Streaming LLM Responses in Python: The Complete Guide
Server-sent events, async generators, error handling, and UI integration — everything you need to stream LLM responses to your users in real time.
Author
AICredits Team
Published
5 Apr 2026
Reading time
8 min read
Why streaming matters for user experience
A non-streaming LLM call makes the user wait silently for the entire response before seeing any text — which can be 5–30 seconds for long outputs. Streaming starts delivering text within 300–500ms of the request.
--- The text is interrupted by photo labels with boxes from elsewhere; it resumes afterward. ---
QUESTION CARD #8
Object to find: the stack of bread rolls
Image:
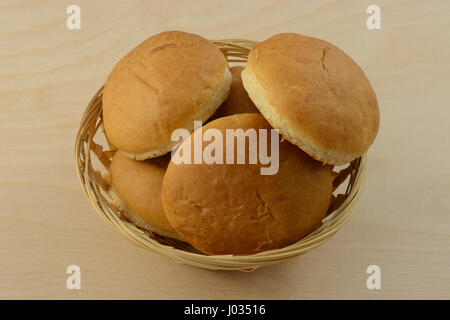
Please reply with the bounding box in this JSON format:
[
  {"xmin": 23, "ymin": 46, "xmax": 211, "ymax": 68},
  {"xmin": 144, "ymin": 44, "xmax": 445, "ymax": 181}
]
[{"xmin": 103, "ymin": 31, "xmax": 379, "ymax": 255}]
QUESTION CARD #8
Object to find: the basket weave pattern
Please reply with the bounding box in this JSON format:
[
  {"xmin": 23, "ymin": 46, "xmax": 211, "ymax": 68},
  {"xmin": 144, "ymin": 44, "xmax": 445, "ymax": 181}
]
[{"xmin": 75, "ymin": 39, "xmax": 366, "ymax": 271}]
The perceived latency drops from "waiting forever" to "I can see it working".
Streaming is now expected behaviour in any conversational AI interface.
Basic streaming with the OpenAI Python SDK
from openai import OpenAI
client = OpenAI(
base_url="https://api.aicredits.in/v1",
api_key="sk-your-aicredits-key",
)
stream = client.chat.completions.create(
model="openai/gpt-4o-mini",
stream=True,
messages=[{"role": "user", "content": "Explain how JWT tokens work in 3 sentences."}],
)
full_response = ""
for chunk in stream:
delta = chunk.choices[0].delta.content
if delta:
print(delta, end="", flush=True) # tokens appear as they arrive
full_response += delta
print() # newline after stream endsAsync streaming for FastAPI backends
For web backends, use AsyncOpenAI and return a StreamingResponse:
from fastapi import FastAPI
from fastapi.responses import StreamingResponse
from openai import AsyncOpenAI
app = FastAPI()
client = AsyncOpenAI(
base_url="https://api.aicredits.in/v1",
api_key="sk-your-aicredits-key",
)
@app.get("/chat")
async def chat(prompt: str):
async def generate():
stream = await client.chat.completions.create(
model="openai/gpt-4o-mini",
stream=True,
messages=[{"role": "user", "content": prompt}],
)
async for chunk in stream:
delta = chunk.choices[0].delta.content
if delta:
yield f"data: {delta}\n\n"
yield "data: [DONE]\n\n"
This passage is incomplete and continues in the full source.